XMPCore might be able to handle the extended version, but there's no documentation how can I get it to parse the data from JPG file, its assuming raw XMP data to be passed

Is there any correct implementation of XMP parsing that includes the extended parts of JPG files or am I just doing something wrong?

Here's my tries:

With Commons-Imaging:

                try {
                    String imageParser = new JpegImageParser().getXmpXml(new ByteSourceInputStream(imageStream, "img.jpg"), new HashMap<String, Object>());

                    Log.v(TAG, imageParser);

                } catch (ImageReadException e1) {
                    // TODO Auto-generated catch block
                    e1.printStackTrace();
                }

With metadata-extractor

                Metadata metadata = ImageMetadataReader.readMetadata(
                        new BufferedInputStream(imageStream), false);


                XmpDirectory xmp = metadata
                        .getDirectory(XmpDirectory.class);
                XMPMeta xmpMeta = xmp.getXMPMeta();



                String uri = "http://ns.google.com/photos/1.0/depthmap/";

                Log.v(TAG, xmpMeta.doesPropertyExist(uri, "GDepth:Format") + " " );

                try {
                    XMPProperty hasExtendedXMP = xmpMeta.getProperty("http://ns.adobe.com/xmp/note/", "xmpNote:HasExtendedXMP");

                    Log.v(TAG, hasExtendedXMP.getValue().toString() + " " + new String(Base64.decode(hasExtendedXMP.getValue().toString(), Base64.DEFAULT)));

                } catch (XMPException e) {
                    e.printStackTrace();
                }

Answer

dragon66 picture dragon66 · Mar 1, 2015

Initially, Adobe didn't expect the XMP data length would exceed the limit of one JPEG segment (about 64K) and their XMP specification stated the XMP data must fit into one. Later when they found a single JPEG APP1 segment is not large enough to hold the XMP data, they changed their specification to allow for multiple APP1 segments for the whole XMP data. The data is split into two parts: the standard XMP and the ExtendedXMP. The standard XMP part is a "normal" XMP structure with a package wrapper while the ExtendedXMP part doesn't have a package wrapper. The ExtendedXMP data can be further divided to fit into multiple APP1.

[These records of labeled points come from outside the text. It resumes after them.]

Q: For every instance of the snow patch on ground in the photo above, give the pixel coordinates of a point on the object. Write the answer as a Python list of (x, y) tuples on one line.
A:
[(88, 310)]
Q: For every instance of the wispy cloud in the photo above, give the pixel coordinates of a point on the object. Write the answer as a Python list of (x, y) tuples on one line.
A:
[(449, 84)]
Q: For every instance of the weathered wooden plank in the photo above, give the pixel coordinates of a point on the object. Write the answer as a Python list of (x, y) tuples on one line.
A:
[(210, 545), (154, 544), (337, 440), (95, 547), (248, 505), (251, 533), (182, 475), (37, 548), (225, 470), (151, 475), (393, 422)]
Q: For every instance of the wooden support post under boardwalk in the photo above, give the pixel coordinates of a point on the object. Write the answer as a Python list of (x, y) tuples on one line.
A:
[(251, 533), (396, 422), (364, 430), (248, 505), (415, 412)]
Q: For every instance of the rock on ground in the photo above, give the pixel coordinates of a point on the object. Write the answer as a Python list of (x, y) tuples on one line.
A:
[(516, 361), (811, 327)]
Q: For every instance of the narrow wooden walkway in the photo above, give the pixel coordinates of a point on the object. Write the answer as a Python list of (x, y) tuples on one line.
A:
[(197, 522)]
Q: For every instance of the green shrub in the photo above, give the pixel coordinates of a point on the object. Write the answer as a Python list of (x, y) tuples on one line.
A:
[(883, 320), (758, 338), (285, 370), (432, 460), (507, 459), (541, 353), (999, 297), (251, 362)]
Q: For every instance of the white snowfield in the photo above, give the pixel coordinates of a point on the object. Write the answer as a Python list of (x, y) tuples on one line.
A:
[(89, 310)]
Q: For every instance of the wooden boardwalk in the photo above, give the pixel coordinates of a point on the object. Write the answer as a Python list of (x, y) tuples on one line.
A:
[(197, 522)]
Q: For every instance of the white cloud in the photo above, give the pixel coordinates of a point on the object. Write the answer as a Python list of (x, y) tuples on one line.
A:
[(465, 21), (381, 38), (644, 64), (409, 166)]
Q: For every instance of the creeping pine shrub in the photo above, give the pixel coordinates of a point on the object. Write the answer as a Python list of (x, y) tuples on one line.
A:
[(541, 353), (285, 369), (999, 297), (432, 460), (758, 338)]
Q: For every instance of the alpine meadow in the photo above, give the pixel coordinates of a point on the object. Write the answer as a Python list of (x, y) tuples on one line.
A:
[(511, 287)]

The following quote is from Adobe XMP specification Part 3 for ExtendedXMP chunks as JPEG APP1:

Each chunk is written into the JPEG file within a separate APP1 marker segment. Each ExtendedXMP marker segment contains:

  • A null-terminated signature string of "http://ns.adobe.com/xmp/extension/".
  • A 128-bit GUID stored as a 32-byte ASCII hex string, capital A-F, no null termination. The GUID is a 128-bit MD5 digest of the full ExtendedXMP serialization.
  • The full length of the ExtendedXMP serialization as a 32-bit unsigned integer
  • The offset of this portion as a 32-bit unsigned integer.
  • The portion of the ExtendedXMP

We can see besides the null-terminated string as an id for the ExtendedXMP data, there is also a GUID which should be the same value as the one found in the standard XMP part. The offset is used to join the different parts of the ExtendedXMP - so the sequence for the ExtendedXMP APP1 may not even be in order. Then come the actual data part and this is why @Matt's answer need some way to fix the string. There is another value - full length of the ExtendedXMP serialization which serves two purposes: check the integrity of the data as well as provides the buffer size for joining the data.

When we found a ExtendedXMP segment, we need to join the current data with the other ExtendedXMP segments and finally got the whole ExtendedXMP data. We then join the two XML tree together (removing the GUID from the standard XMP part as well) to retrieve the entire XMP data.

I have made a library icafe in Java which can extract and insert XMP as well as ExtendedXMP. One of the usecase for the ExtendedXMP is for Google's depth map data which in fact is a grayscale image hidden inside the actual image as a metadata, and in the case of JPEG, as XMP data. The depth map image could be used for example to blur the original image. The depth map data are usually large and have to be split into standard and extended XMP parts. The whole data is Base64 encoded and could be in PNG format.

The following is an example image and the extracted depth map:

enter image description here

The original image comes from here.

Note: Recently I found another website talking about Google Cardboard Camera app which can take advantage of both the image and audio embedded in the JPEG XMP data. ICAFE now supports both image and audio extraction from such images. Example usage can be found here with the following call JPEGTweaker.extractDepthMap()

Here is the image extracted by ICAFE from the original image on the website talking about Google Cardboard Camera app:

enter image description here

Unfortunately, I can't find a way to insert the MP4 audio here.